Given the above, it is clear that Dr Jehi has put together a remarkably thorough and up-to-date treatise on epilepsy, and perhaps the “last word” on epilepsy for many of us for the time being. But, speaking of “last words,” the “last word” you will find in this issue is “semiology,” a term that has been ubiquitous in the epilepsy literature since the 1990s. Despite the common use of this word in the epilepsy literature, the term is ill defined, although it seems mainly used in this context to refer to the clinical manifestations of a seizure and is rarely, if ever, used to refer to the signs or symptoms of other neurologic or medical conditions. Although the Greek root of “semiology” means “sign,”1 in the broad medical context the term has classically referred (typically outside of the United States) to a course of study in medical education relating to the diagnosis of disease using the patient’s clinical history, symptoms, and signs. In keeping with my philosophy in Continuum to be as jargon free (and abbreviation free) as possible, for optimal educational purposes this issue is semiology free (with the sole exception of a single table that used the term in the original source).
As with every issue of Continuum, a number of opportunities exist for CME. By taking the Postreading Self-Assessment and CME Test, written by Drs D. Joanne Lynn and James W. M. Owens Jr, after reading the issue, you may earn up to 12 AMA PRA Category 1 Credits™ toward self-assessment and CME. The Patient Management Problem, written by Dr Daniel Friedman, describes the case of a 24-year-old woman who presents to the emergency department for evaluation of a witnessed convulsion at work. By following her case and answering multiple-choice questions corresponding to diagnostic and management decision points along the course of her disorder, you will have the opportunity to earn up to 2 AMA PRA Category 1 CME Credits.
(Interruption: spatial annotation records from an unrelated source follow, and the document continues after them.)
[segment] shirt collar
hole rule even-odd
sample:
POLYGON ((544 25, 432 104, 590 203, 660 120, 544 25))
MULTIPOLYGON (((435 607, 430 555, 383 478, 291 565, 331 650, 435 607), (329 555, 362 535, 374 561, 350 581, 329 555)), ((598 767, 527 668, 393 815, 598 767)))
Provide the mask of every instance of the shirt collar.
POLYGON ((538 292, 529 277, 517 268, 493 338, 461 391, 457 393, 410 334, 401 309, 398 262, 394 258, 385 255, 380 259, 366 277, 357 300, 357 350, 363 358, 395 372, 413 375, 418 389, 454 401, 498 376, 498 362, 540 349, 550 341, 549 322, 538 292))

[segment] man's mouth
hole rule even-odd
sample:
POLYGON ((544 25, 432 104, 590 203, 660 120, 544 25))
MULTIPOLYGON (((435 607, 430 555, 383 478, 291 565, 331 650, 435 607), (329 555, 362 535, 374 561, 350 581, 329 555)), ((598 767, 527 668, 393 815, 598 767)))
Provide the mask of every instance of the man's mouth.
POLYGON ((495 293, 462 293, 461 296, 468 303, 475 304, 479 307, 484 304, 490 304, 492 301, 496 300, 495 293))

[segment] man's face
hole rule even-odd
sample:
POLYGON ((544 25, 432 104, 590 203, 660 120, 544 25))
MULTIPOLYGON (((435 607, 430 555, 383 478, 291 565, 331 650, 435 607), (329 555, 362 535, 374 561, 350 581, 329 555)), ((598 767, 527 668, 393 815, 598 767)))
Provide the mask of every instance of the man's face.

Finally, a few important changes have been made to the Continuum Editorial Board since the previous issue. Dr Daniel Larriviere has completed his tenure as Associate Editor of Ethics, and I would like to sincerely thank him for his dedication to this important section for the last 3 years. Dr Joseph Kass of Baylor College of Medicine, a current editorial board member, will be taking over this role, which will now be called Associate Editor of Ethics and Medicolegal Issues. Recognizing that a number of important challenges are facing neurologists, some clearly in the realm of ethics but many that also have legal implications, the scope of the ethics section will expand to address important issues that have legal aspects that neurologists should know about. The plan is to alternate between more ethics-focused articles and more legal-focused ones in successive issues. I am also pleased to announce that Dr Joseph Safdieh, also a current editorial board member, will be taking on the newly created role of Associate Editor of Self-Assessment and CME, supervising and editing all of the question-writing and CME activities in Continuum.
I want to sincerely thank Dr Jehi for the painstaking work she put into the organization of this remarkable issue and her incredible responsiveness and insights with all of the critical details that occur throughout the editing process. Additional thanks to each of the expert faculty members in this issue, whose clear and thorough articles provide us with such practical information to help us provide the most up-to-date care to our patients with seizures and epilepsy.